Emily Pinkerton


EMILY PINKERTON's driving force as a songwriter and ethnomusicologist is to explore the musical and social ties that bind the Americas.  For two decades, she has traveled between the U.S. and chile, playing fiddle, banjo, guitar, charango and guitar.  

In her solo work, Pinkerton writes songs that blend Appalachian and Andean traditions.  She draws on studies with legendary musicians Alfonso Rubio, Chosto Ulloa, Patricia Chavarria and others, including extensive fieldwork with rural poet-singers of central Chile.  Performance highlights include concerst at Sala América in Santiago, Chile, the Panama Jazz Festival and collaboration with Venezuelan violinist Eddy Marcano.

In 2012, Emily founded old-time trio, The Early Mays, who are known for watertight vocal harmonies and stirring arrangements.  The Mays performed on NPR's Mountain Stage this past August in addition to reaching the top of the National Folk-DJ Charts that same month with their latest release "Chase the Sun."  In 2016 they wond the Neo-Traditional Band Competition at The Appalachian String Band Music Festival in Clifftop, West Virginia, not far from the home county of the Hammons Family, whoe music was the first inspiration for Emily's latest solo project, Rounder Songs, released in November on New Amsterdam Records.

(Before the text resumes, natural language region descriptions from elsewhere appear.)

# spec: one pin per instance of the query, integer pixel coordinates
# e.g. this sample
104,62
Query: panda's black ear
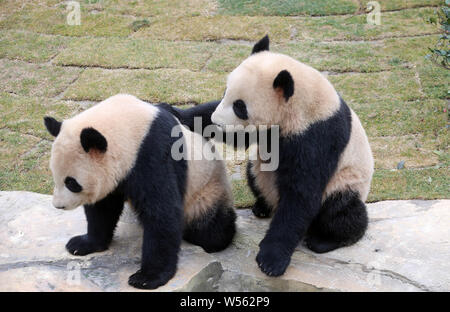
92,139
53,126
261,45
284,82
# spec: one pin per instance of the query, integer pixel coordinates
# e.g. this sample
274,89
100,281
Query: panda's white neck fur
124,121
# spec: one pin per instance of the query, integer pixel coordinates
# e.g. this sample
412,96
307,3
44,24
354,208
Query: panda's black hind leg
342,221
102,218
260,209
214,230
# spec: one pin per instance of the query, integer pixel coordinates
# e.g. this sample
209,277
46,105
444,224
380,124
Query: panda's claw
149,280
81,245
272,261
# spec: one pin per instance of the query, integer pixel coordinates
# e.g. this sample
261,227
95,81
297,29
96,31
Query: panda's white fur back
356,164
314,99
207,179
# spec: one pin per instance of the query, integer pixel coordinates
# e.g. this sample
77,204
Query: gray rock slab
406,248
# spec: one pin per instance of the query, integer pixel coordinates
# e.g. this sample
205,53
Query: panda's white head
95,150
76,162
274,89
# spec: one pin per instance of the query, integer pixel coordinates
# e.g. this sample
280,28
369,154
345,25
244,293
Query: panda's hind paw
149,281
261,210
321,245
272,261
81,245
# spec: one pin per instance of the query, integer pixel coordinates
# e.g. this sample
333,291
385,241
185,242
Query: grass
287,7
181,51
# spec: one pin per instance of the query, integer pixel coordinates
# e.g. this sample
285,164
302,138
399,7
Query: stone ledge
406,248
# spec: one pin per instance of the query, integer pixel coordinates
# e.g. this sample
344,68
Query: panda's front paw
149,281
82,245
261,210
272,259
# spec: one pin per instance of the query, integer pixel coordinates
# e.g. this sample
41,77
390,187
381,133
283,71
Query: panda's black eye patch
72,185
240,109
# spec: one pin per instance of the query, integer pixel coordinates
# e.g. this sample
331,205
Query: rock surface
407,248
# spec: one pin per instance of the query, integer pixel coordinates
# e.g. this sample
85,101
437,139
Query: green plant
440,54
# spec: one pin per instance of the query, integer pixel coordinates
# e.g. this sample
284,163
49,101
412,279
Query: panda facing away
121,150
318,191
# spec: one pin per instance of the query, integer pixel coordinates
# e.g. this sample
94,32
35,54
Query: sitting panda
120,150
318,191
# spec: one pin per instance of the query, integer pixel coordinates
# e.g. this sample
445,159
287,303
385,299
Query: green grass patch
135,53
287,7
25,114
403,4
35,79
169,85
159,7
54,21
369,56
29,46
414,150
284,29
365,89
396,117
435,80
410,184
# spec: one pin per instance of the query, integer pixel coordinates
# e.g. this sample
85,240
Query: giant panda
318,191
121,150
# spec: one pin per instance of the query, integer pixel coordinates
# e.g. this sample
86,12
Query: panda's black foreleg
102,218
214,230
342,221
162,222
260,209
289,224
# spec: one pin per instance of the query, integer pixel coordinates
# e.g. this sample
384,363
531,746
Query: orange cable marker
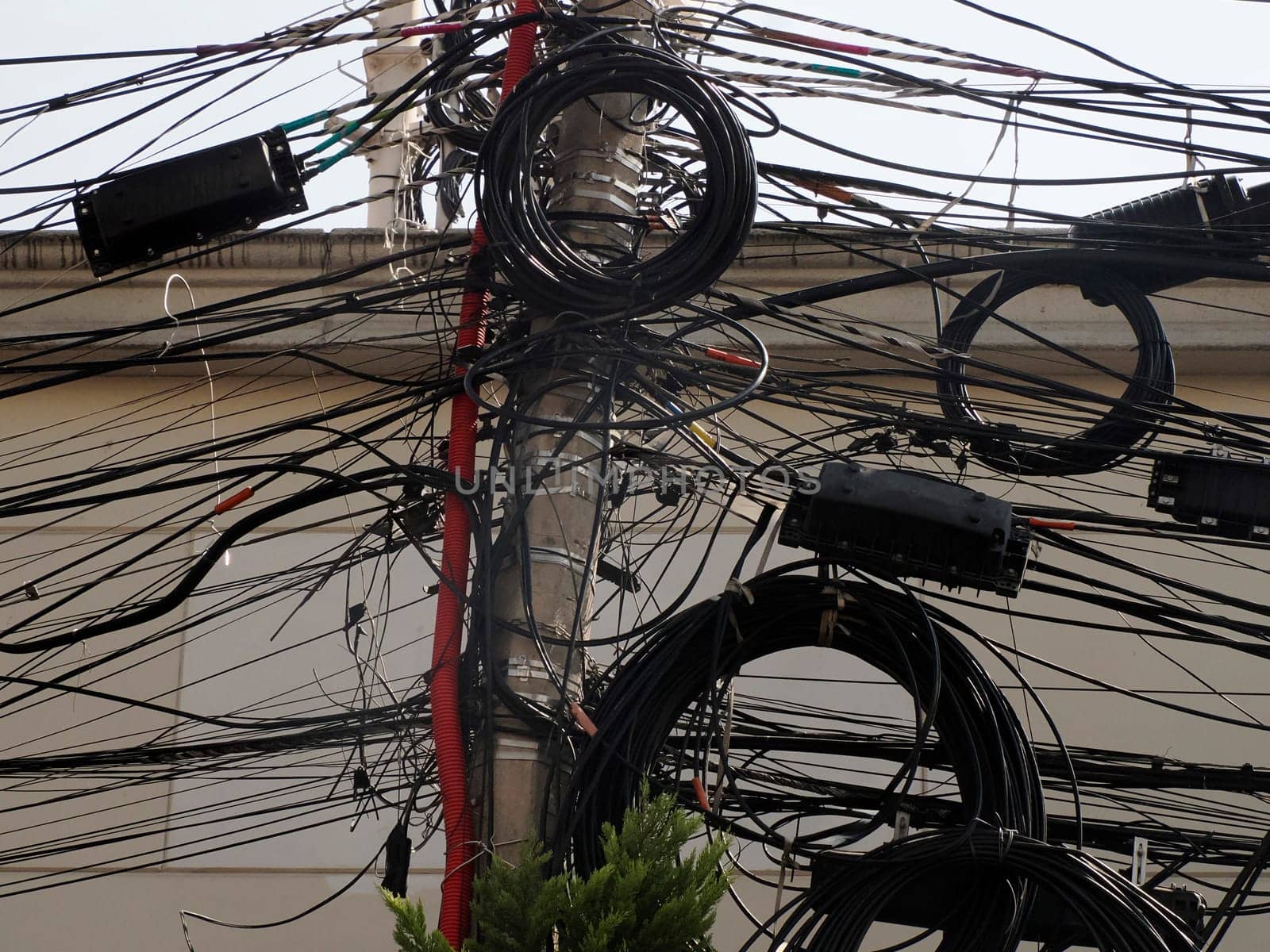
587,725
1051,524
717,355
241,497
698,789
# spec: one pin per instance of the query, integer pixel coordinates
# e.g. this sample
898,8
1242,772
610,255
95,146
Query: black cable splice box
1225,497
179,202
911,526
931,900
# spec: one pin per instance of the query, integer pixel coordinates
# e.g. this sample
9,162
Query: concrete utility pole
597,171
391,63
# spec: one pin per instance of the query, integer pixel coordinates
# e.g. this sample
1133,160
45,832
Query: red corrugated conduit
456,892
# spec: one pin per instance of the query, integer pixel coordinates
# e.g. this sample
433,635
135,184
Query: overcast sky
1221,42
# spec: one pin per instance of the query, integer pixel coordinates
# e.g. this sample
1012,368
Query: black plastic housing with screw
1214,217
1221,495
186,201
910,524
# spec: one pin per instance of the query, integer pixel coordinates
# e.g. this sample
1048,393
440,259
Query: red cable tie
832,46
583,721
1051,524
241,497
429,29
700,790
717,355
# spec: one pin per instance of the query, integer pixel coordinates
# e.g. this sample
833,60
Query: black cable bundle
681,664
544,268
1132,419
1106,909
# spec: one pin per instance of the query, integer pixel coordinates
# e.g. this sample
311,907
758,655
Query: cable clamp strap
829,616
736,588
1005,841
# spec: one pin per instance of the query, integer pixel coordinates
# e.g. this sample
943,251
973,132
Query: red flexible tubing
456,889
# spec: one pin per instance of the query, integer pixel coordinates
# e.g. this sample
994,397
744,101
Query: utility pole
389,65
597,171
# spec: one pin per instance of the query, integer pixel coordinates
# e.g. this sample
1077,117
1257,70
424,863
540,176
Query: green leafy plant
410,931
645,898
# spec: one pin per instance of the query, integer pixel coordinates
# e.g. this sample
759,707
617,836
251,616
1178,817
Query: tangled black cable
675,673
537,259
1106,911
1132,419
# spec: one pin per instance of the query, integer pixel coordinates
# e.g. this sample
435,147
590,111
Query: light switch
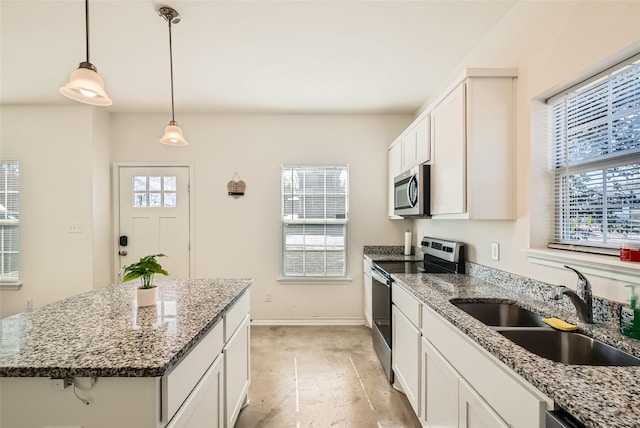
75,227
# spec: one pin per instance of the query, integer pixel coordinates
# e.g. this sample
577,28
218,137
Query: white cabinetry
448,194
405,336
204,407
489,393
368,283
472,133
439,389
411,148
394,169
474,412
416,148
236,359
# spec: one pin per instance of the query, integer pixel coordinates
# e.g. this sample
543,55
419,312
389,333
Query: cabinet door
205,405
409,149
394,169
423,140
368,282
474,412
405,358
236,371
448,170
440,389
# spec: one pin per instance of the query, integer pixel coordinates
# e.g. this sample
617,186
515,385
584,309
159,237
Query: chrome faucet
582,298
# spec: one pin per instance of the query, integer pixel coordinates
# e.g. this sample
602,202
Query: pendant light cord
86,23
173,119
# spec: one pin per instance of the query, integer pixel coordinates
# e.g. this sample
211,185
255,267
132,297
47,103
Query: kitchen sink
569,347
500,314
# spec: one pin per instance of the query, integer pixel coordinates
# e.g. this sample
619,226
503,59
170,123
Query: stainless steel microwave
412,192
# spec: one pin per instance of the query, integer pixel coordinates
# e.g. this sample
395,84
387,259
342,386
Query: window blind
9,222
314,220
596,130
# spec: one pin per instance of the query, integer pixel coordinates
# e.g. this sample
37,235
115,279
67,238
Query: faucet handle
583,283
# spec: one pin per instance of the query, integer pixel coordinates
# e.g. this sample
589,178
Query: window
154,191
596,130
314,220
9,222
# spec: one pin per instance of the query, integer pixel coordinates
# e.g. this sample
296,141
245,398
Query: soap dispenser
630,317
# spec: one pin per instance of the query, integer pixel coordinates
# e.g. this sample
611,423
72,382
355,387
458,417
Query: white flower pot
147,296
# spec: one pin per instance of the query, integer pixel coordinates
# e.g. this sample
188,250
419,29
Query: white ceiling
243,56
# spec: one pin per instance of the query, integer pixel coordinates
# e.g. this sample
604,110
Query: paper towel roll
407,243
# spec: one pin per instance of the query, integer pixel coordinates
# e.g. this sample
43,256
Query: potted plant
145,269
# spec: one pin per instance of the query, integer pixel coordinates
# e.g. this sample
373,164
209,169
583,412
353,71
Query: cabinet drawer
178,384
235,315
409,305
203,407
514,399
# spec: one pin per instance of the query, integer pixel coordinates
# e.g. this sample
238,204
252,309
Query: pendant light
85,85
172,133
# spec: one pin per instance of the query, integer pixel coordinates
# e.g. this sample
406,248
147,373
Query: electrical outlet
495,251
59,384
74,227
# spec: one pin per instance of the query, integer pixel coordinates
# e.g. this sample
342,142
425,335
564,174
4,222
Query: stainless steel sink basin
500,314
569,348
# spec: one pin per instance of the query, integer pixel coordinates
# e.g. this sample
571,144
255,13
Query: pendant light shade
85,85
173,135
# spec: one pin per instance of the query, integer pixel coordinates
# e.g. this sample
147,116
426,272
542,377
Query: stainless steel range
440,256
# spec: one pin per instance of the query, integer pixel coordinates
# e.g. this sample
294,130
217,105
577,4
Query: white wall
241,237
551,43
55,147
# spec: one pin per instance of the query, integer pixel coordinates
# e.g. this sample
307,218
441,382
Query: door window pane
170,183
155,191
139,184
155,184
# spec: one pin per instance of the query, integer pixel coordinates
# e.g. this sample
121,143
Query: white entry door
154,216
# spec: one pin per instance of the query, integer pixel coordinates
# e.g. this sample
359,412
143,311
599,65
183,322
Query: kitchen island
97,360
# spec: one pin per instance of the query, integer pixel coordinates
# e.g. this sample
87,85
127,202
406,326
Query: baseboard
307,321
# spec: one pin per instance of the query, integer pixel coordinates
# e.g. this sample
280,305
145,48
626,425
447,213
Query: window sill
303,280
10,286
598,265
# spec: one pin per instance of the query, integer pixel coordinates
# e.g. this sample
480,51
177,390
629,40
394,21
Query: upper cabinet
394,169
411,148
416,147
473,161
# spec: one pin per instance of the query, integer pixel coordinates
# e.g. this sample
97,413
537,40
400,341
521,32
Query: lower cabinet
367,293
448,400
440,389
237,371
474,412
451,381
204,407
489,394
405,359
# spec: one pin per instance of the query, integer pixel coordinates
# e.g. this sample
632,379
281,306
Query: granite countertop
597,396
103,332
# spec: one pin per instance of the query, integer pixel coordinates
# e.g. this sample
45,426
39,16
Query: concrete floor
320,376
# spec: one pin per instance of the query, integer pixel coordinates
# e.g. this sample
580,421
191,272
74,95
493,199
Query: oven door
381,315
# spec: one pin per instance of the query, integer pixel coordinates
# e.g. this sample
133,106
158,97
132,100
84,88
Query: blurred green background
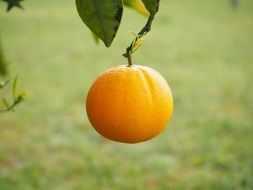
203,48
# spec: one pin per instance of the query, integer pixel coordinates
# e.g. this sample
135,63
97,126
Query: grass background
205,51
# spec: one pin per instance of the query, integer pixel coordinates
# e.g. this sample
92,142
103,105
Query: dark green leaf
6,103
3,62
137,5
151,5
103,17
3,84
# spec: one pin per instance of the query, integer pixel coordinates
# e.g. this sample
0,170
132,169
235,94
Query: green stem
143,32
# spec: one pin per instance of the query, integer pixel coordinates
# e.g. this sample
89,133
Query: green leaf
137,5
3,84
3,62
151,5
14,88
6,103
103,17
20,98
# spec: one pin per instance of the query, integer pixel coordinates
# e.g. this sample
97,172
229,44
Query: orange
129,104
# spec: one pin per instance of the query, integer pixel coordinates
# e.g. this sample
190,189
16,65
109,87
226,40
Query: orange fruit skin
129,104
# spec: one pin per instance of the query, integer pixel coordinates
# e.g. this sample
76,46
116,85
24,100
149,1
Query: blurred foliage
3,62
204,50
13,3
17,98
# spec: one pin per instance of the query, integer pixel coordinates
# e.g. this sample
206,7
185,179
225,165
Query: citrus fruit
129,104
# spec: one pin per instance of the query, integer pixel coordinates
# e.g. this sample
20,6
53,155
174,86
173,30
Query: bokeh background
203,48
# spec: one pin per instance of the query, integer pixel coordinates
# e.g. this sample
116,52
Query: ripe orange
129,104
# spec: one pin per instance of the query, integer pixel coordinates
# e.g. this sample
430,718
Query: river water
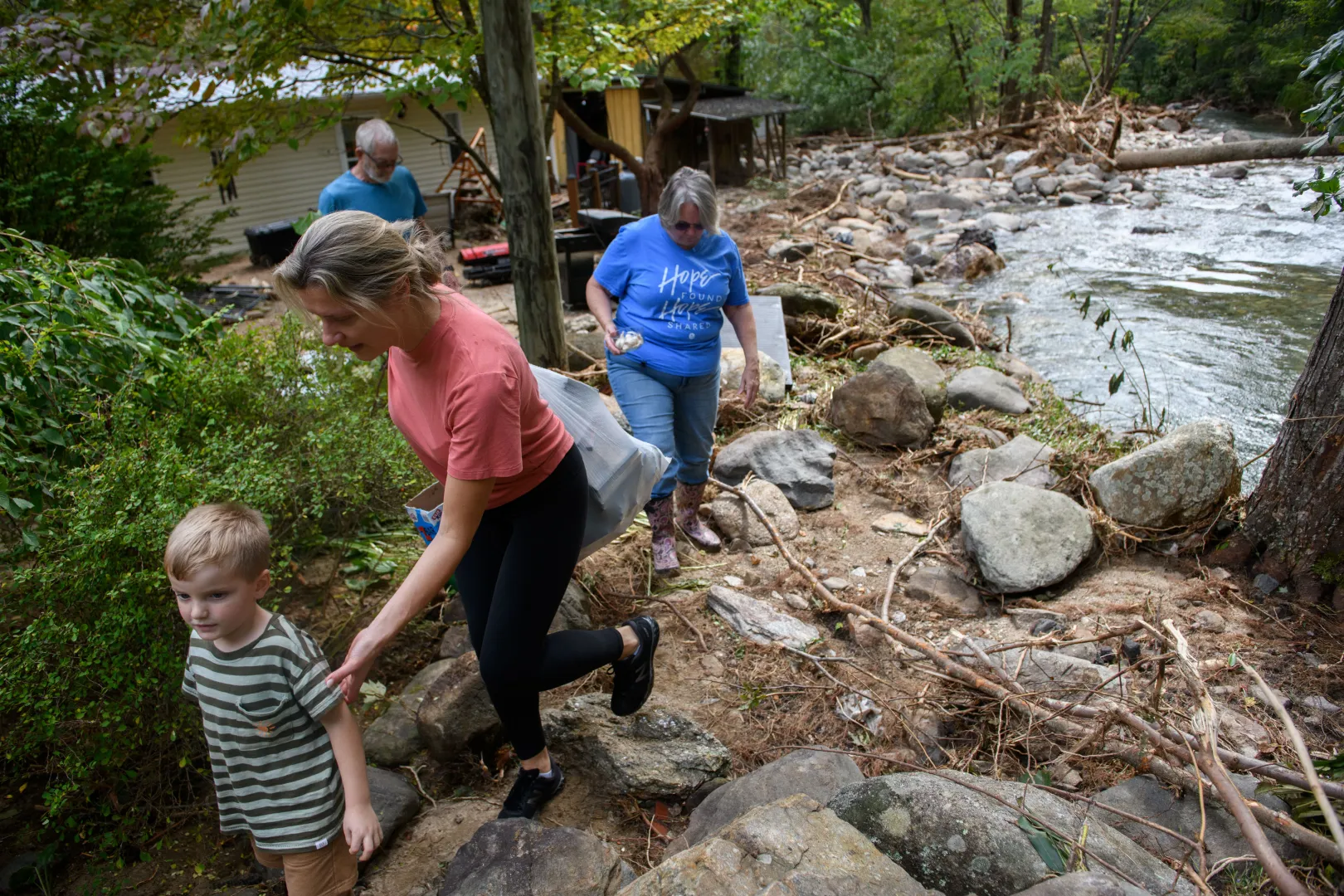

Rounder Songs is a song cycle for voice, clawhammer banjo and chamber ensemble that brings together 21st century post-minimalist classical music and North American old-time.  The work is inspired by field recordings and folk tales from Kentucky and West Virginia that tell the stories of several "rounder": rural drifters including a gambler, a murderer, and a mill laborer who strikes a deal with the devil.  Rounder songs was conceived and composed by Emily and composer Patrick Burke to focus on the common ground between their musical worlds--hypnotic, pulsing rhythms, subtle melody variation over time, and perhaps most of all, the vivd evocation of certain moods.  The work features old-time and classical genres on a level playing field, rather that subsuming one within the other.